Bill Isaacs

Personal information
- Nationality: Canadian (Mohawk)
- Born: March 18, 1914 Six Nations of the Grand River, Brantford, Ontario, Canada
- Died: December 27, 1985 (aged 71)

Sport
- Position: Centre
- CLA teams: Hamilton Tigers, Rochester Iroquois, Haldimand Rifles Indians, Burlington, Hamilton-Burlington, Toronto Marlboros, Mimico-Brampton Combines, St. Catharines
- Pro career: 1930s–1949

Career highlights
- O.A.L.A. Senior A scoring title (1935, 1937, 1938, 1939, 1940, 1941, 1942); Jim Murphy Trophy (MVP) (1938); Mann Cup (1942, 1948); 11th in senior Canadian and professional lacrosse career statistics (777 goals, 467 assists);

= Bill Isaacs =

Canadian lacrosse player (1914–1985)

Bill Isaacs (March 18, 1914 – December 27, 1985) was a Mohawk Canadian lacrosse player born near Brantford, Ontario on the Six Nations of the Grand River, the largest reserve of the First Nations. Box lacrosse was big in the 1930s and 1940s and Isaacs was identified as being perhaps its first superstar.
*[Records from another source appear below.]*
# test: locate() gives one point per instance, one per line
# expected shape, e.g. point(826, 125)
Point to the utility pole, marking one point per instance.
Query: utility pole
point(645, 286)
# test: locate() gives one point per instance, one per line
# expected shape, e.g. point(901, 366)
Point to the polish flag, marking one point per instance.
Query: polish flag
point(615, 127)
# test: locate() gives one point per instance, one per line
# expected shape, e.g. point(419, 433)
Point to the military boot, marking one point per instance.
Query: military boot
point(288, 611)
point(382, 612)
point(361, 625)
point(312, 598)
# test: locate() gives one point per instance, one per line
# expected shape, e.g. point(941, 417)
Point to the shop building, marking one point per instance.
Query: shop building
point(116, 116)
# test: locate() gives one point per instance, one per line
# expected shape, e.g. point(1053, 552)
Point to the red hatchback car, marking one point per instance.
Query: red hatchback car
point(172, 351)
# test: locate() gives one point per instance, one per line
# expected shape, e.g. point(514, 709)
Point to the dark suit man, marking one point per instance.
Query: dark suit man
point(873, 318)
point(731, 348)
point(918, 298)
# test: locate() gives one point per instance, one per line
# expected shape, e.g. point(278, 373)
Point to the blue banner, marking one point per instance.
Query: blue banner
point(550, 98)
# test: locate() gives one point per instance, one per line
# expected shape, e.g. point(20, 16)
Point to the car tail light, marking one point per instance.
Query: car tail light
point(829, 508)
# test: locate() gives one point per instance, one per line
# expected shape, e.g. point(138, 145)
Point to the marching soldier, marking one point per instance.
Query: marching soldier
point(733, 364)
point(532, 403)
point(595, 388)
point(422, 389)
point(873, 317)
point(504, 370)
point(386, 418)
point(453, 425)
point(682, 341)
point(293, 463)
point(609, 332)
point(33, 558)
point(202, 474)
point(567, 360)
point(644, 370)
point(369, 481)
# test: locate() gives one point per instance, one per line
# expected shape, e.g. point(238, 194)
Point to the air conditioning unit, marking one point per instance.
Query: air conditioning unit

He won the O.A.L.A. Senior A scoring title seven years between 1935 and 1942, and was on two Mann Cup winning teams in 1942 and 1948. He ended up prestigious as a standout amongst the most exceptional lacrosse contenders amid the 1930s and 1940s and a hotshot of box lacrosse, the indoor adaptation of the amusement. He won the Ontario Amateur Lacrosse Association Senior "A" scoring trophy 7 times in 8 years in the vicinity of 1935 and 1942 and in addition winning the 1938 MVP grant. His career statistics rank him 11th in senior Canadian and professional lacrosse. Former Canadian Football League commissioner Jake Gaudaur described Bill Isaacs as "one of the most outstanding players that ever played the game in the thirties and forties, when lacrosse was a very big sport in Canada." He has been inducted into various Canadian sports hall of fames.

Isaccs' father was Man Afraid of the Soap (also known as Freeman Joseph Isaacs), the 1904 Olympic bronze medalist in lacrosse.

==Major sports achievements and contributions==
He learned the game on the Six Nations Indian reserve and played during the game's heyday in the 1930s and '40s for Hamilton Tigers and Rochester Iroquois when pro lacrosse regularly drew up to 6,000 people a game. He left the reserve when he was 17, playing professional lacrosse in the United States before returning to Canada to play on teams in various Ontario communities. In 1932, he and his brother Lance led the Haldimand Rifles Indians team to the Ontario Amateur Lacrosse Association (O.A.L.A.) Ontario Championship title in Intermediate Lacrosse. He won the O.A.L.A. Senior A scoring crown 7 times in 8 years from 1935 until 1942 (except for 1936). In 1938 he also won the Jim Murphy Trophy as the most valuable player in the league. Isaacs was a member of two Mann Cup winning teams - in 1942 with the Mimico-Brampton Combines and in 1948 with the Hamilton Tiger team. During his 346-game career, he scored enough goals (777) and assists (467) to be ranked 11th in senior Canadian and professional history. Isaacs was rated the best centres of all-time scoring 700 goals and 1100 points. He was inducted into the Canadian Lacrosse Hall of Fame as a charter member in 1965. He was also inducted into the Brantford & Area Sports Hall of Recognition (1984), the Ontario Lacrosse Hall of Fame (2008), the Hamilton Sports Hall of Fame (2011), and the Canada Sports Hall of Fame (2015).

==Contribution to Canadian sport==
Box lacrosse made its debut in North America in 1931. Box lacrosse was an indoor version of the field game, and borrowed heavily from ice hockey, with team owners selling this sport as "summertime ice hockey. The rules committee made sure that box lacrosse looked and felt like ice hockey by dividing games into three 20-minute periods and by using hockey goal nets and NHL referees. Indigenous players had their own particular groups however were invited when box lacrosse turned into the superior type of the diversion in the 1930s. Six Nations' Bill Isaacs, who drove Hamilton Tigers to a Mann Glass (national senior title) in 1948, was the first superstar of "boxla.

Bill Isaacs had a lengthy and successful career, playing Senior A for parts of 15 seasons before finally hanging up his stick after the 1949 playoffs. His career included stints with: Burlington, Hamilton-Burlington, Toronto Marlboros, Hamilton Tigers, Mimico-Brampton Combines, and St. Catharines. This was a time in Canadian society when Aboriginal people had few opportunities to participate in mainstream sporting events, which were shaped by both racism and ethnocentric distortion; lacrosse, which was originally created within Aboriginal society, was one activity where Aboriginal athletes could excel and be celebrated in Canada.